Overall, many CEOs took a cut in salary last year because of the pandemic, but got more in stock awards and other compensation. Pay for female CEOs largely followed a similar pattern but because of the small sample size it is difficult to draw conclusions as any one minor adjustment can skew the results.
More women are appearing in top management, though. JPMorgan Chase recently placed two women in roles where they could potentially succeed CEO Jamie Dimon. And all research data shows that having a more diverse company leads to stronger business success.
Jane Stevenson, vice chair at organizational consulting firm Korn Ferry said: “It’s no longer a ‘Should more women be in business?’ More diverse pipelines produce better outcomes. As more businesses prove it can be done over time, then positive peer pressure kicks in.”

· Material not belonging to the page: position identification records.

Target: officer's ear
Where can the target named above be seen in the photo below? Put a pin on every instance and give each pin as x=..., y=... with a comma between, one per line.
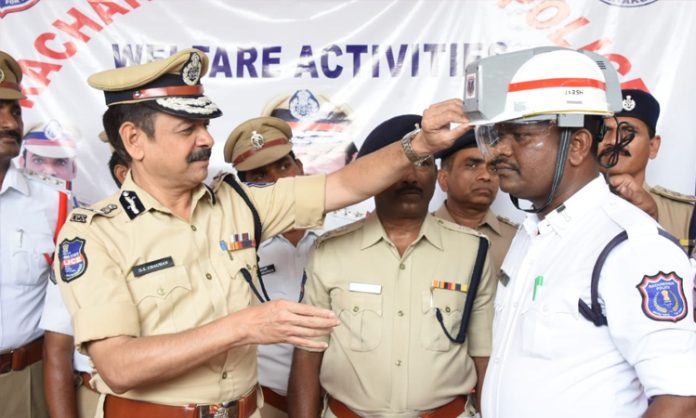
x=132, y=138
x=580, y=147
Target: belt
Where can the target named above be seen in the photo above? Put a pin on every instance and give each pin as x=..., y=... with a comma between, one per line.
x=451, y=409
x=117, y=407
x=22, y=357
x=274, y=399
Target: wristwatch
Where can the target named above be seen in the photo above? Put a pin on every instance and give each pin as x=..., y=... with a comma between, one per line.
x=408, y=149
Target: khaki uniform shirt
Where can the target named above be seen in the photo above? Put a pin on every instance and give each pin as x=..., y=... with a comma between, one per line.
x=499, y=230
x=390, y=354
x=673, y=210
x=133, y=268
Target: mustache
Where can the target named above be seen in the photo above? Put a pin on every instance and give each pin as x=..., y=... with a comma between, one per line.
x=13, y=134
x=202, y=154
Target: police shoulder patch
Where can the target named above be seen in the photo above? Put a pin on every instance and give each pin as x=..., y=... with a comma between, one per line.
x=73, y=261
x=672, y=195
x=663, y=297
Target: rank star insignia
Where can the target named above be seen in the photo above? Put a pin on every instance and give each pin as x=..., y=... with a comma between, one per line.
x=628, y=103
x=257, y=140
x=191, y=72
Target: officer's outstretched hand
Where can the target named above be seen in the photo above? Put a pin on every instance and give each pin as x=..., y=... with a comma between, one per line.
x=436, y=132
x=282, y=321
x=628, y=188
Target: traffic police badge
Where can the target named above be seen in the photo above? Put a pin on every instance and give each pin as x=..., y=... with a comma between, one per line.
x=73, y=261
x=663, y=297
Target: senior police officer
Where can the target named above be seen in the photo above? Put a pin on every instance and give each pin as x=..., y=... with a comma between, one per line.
x=638, y=117
x=28, y=218
x=471, y=187
x=405, y=285
x=157, y=276
x=592, y=314
x=282, y=258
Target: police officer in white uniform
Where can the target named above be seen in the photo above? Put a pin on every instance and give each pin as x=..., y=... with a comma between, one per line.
x=566, y=344
x=28, y=216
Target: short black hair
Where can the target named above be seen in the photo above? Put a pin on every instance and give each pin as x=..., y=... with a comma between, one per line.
x=140, y=114
x=241, y=175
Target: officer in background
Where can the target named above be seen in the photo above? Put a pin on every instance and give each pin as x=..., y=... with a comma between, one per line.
x=158, y=276
x=405, y=285
x=282, y=258
x=28, y=219
x=638, y=116
x=471, y=187
x=567, y=341
x=49, y=148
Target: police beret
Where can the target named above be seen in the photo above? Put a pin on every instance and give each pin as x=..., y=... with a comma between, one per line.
x=50, y=140
x=468, y=140
x=10, y=78
x=258, y=142
x=640, y=105
x=171, y=85
x=389, y=131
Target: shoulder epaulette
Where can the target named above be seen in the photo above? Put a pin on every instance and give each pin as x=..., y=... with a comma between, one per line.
x=340, y=231
x=507, y=221
x=458, y=228
x=672, y=195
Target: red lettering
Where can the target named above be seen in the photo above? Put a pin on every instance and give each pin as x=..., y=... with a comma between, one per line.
x=558, y=36
x=622, y=63
x=38, y=70
x=73, y=29
x=106, y=9
x=40, y=45
x=561, y=11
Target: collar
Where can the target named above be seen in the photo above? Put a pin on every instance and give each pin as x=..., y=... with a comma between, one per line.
x=145, y=201
x=589, y=197
x=15, y=180
x=373, y=232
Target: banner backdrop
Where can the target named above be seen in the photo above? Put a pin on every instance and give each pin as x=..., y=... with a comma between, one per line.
x=335, y=69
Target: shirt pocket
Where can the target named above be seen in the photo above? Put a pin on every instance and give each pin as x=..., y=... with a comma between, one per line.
x=361, y=315
x=156, y=296
x=451, y=305
x=550, y=327
x=30, y=248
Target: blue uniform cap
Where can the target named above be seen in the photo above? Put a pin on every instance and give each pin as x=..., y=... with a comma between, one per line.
x=389, y=131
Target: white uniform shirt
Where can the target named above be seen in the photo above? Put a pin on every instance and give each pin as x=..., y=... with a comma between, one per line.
x=56, y=318
x=28, y=213
x=282, y=267
x=548, y=360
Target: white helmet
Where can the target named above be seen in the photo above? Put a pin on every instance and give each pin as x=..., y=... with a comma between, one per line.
x=541, y=81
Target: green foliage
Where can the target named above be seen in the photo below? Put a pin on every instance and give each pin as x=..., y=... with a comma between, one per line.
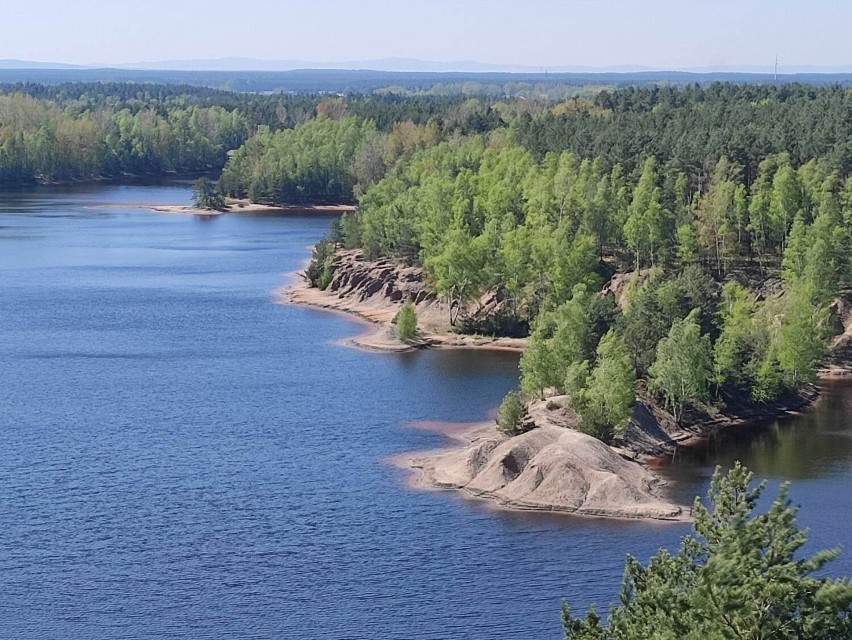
x=46, y=141
x=604, y=397
x=311, y=163
x=799, y=346
x=733, y=348
x=740, y=574
x=683, y=369
x=562, y=338
x=206, y=196
x=406, y=321
x=320, y=269
x=511, y=414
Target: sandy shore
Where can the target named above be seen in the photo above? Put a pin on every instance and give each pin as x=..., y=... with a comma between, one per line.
x=550, y=468
x=246, y=207
x=378, y=315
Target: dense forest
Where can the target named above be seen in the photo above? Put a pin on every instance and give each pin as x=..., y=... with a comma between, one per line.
x=730, y=206
x=724, y=212
x=85, y=131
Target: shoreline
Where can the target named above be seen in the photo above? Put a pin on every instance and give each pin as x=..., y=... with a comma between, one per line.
x=641, y=490
x=244, y=206
x=379, y=335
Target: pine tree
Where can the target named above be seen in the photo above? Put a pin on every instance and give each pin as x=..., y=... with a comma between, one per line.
x=683, y=368
x=739, y=574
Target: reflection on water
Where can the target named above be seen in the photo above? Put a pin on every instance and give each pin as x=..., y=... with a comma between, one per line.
x=814, y=444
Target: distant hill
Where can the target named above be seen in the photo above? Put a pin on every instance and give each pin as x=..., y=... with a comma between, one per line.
x=29, y=64
x=366, y=81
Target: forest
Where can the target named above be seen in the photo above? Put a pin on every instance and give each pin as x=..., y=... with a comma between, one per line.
x=683, y=243
x=723, y=212
x=85, y=131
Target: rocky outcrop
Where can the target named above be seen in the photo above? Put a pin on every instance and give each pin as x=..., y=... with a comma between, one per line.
x=550, y=468
x=375, y=291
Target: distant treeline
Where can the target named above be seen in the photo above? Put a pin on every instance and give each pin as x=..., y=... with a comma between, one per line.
x=341, y=81
x=82, y=131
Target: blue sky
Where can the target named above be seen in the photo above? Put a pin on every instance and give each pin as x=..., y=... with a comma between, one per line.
x=598, y=33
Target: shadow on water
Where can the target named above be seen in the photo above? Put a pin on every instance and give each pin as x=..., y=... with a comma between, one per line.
x=815, y=444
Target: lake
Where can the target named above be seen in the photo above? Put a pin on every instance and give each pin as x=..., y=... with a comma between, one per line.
x=182, y=458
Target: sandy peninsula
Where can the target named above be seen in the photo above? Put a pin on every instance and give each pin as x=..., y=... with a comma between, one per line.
x=552, y=466
x=246, y=207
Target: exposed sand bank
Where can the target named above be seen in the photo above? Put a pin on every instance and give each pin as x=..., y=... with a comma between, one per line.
x=549, y=468
x=244, y=206
x=374, y=292
x=552, y=467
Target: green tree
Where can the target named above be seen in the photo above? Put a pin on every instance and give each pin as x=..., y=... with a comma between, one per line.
x=606, y=403
x=799, y=346
x=406, y=321
x=739, y=574
x=205, y=195
x=510, y=416
x=683, y=369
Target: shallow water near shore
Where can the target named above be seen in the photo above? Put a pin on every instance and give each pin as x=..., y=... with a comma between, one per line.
x=182, y=458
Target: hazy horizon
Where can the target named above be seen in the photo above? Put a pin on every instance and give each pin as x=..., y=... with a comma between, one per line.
x=658, y=34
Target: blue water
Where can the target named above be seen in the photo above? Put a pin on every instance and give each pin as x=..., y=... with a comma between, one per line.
x=182, y=458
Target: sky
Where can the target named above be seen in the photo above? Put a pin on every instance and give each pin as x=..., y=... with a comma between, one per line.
x=662, y=34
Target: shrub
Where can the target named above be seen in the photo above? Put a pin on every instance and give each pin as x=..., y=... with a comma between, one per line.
x=320, y=271
x=511, y=414
x=406, y=321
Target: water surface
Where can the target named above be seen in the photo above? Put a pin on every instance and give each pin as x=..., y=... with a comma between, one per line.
x=181, y=458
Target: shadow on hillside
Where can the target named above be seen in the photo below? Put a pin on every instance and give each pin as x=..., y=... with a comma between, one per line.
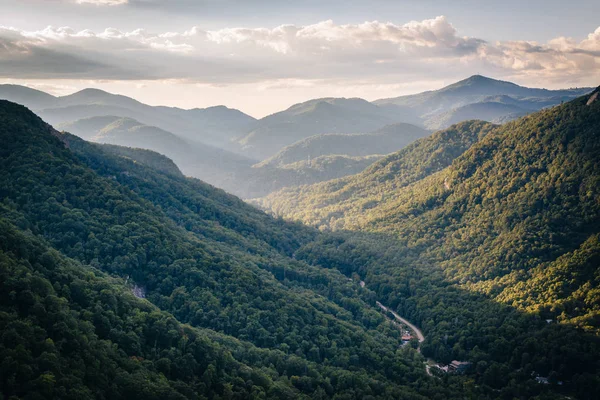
x=508, y=349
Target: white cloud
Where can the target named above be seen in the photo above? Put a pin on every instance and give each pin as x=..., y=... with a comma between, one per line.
x=382, y=53
x=103, y=2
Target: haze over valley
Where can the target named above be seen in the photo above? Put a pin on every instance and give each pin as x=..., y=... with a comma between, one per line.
x=250, y=200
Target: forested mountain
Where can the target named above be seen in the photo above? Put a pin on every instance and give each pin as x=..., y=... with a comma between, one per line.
x=241, y=305
x=228, y=313
x=232, y=172
x=382, y=141
x=512, y=217
x=487, y=111
x=214, y=125
x=211, y=164
x=322, y=204
x=438, y=109
x=329, y=115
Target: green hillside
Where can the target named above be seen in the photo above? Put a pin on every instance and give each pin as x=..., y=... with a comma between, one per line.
x=520, y=207
x=476, y=234
x=322, y=204
x=513, y=220
x=330, y=115
x=386, y=140
x=82, y=226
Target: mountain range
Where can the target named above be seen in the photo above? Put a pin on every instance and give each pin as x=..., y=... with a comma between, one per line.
x=123, y=278
x=509, y=211
x=307, y=143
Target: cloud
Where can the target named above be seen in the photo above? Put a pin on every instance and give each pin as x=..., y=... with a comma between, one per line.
x=103, y=2
x=381, y=53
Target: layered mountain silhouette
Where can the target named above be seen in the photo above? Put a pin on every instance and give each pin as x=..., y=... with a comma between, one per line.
x=509, y=211
x=477, y=97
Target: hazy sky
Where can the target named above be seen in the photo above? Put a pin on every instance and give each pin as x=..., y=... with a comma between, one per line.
x=261, y=55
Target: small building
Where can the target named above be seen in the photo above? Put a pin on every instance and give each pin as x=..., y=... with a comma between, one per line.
x=458, y=366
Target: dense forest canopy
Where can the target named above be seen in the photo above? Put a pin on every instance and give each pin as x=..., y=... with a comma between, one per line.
x=478, y=234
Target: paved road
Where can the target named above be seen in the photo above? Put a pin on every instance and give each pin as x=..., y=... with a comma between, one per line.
x=416, y=330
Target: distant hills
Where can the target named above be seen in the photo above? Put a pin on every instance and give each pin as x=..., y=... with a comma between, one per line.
x=330, y=115
x=213, y=125
x=485, y=237
x=214, y=165
x=511, y=211
x=381, y=141
x=438, y=109
x=309, y=142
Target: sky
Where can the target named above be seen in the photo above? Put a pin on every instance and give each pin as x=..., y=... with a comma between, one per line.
x=261, y=56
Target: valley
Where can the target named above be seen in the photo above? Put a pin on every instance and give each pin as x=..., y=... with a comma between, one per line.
x=460, y=238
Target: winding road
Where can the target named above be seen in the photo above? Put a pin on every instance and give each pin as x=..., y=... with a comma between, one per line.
x=416, y=330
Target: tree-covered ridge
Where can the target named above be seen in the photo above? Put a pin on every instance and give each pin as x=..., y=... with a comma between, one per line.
x=270, y=293
x=386, y=140
x=523, y=200
x=206, y=258
x=322, y=204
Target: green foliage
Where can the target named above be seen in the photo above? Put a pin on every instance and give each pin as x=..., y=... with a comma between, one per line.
x=481, y=248
x=205, y=260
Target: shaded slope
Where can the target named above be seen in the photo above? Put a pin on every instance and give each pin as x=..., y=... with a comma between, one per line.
x=314, y=117
x=383, y=141
x=515, y=210
x=213, y=125
x=435, y=108
x=208, y=259
x=322, y=204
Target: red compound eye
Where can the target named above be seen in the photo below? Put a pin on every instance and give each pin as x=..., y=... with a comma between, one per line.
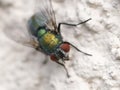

Don Lowman, senior client partner at Korn Ferry, expects the evolution will continue as well as new leadership with different attitudes and perspectives help shape companies moving forward. Lowman and Stevenson said this is true not just for women but for leaders of different races as well. The executive suite has long been dominated by white males.
“This is a law of supply and demand,” Stevenson said. “We have the demand side cultivated (in the boardroom), but now we need the supply side to be cultivated.”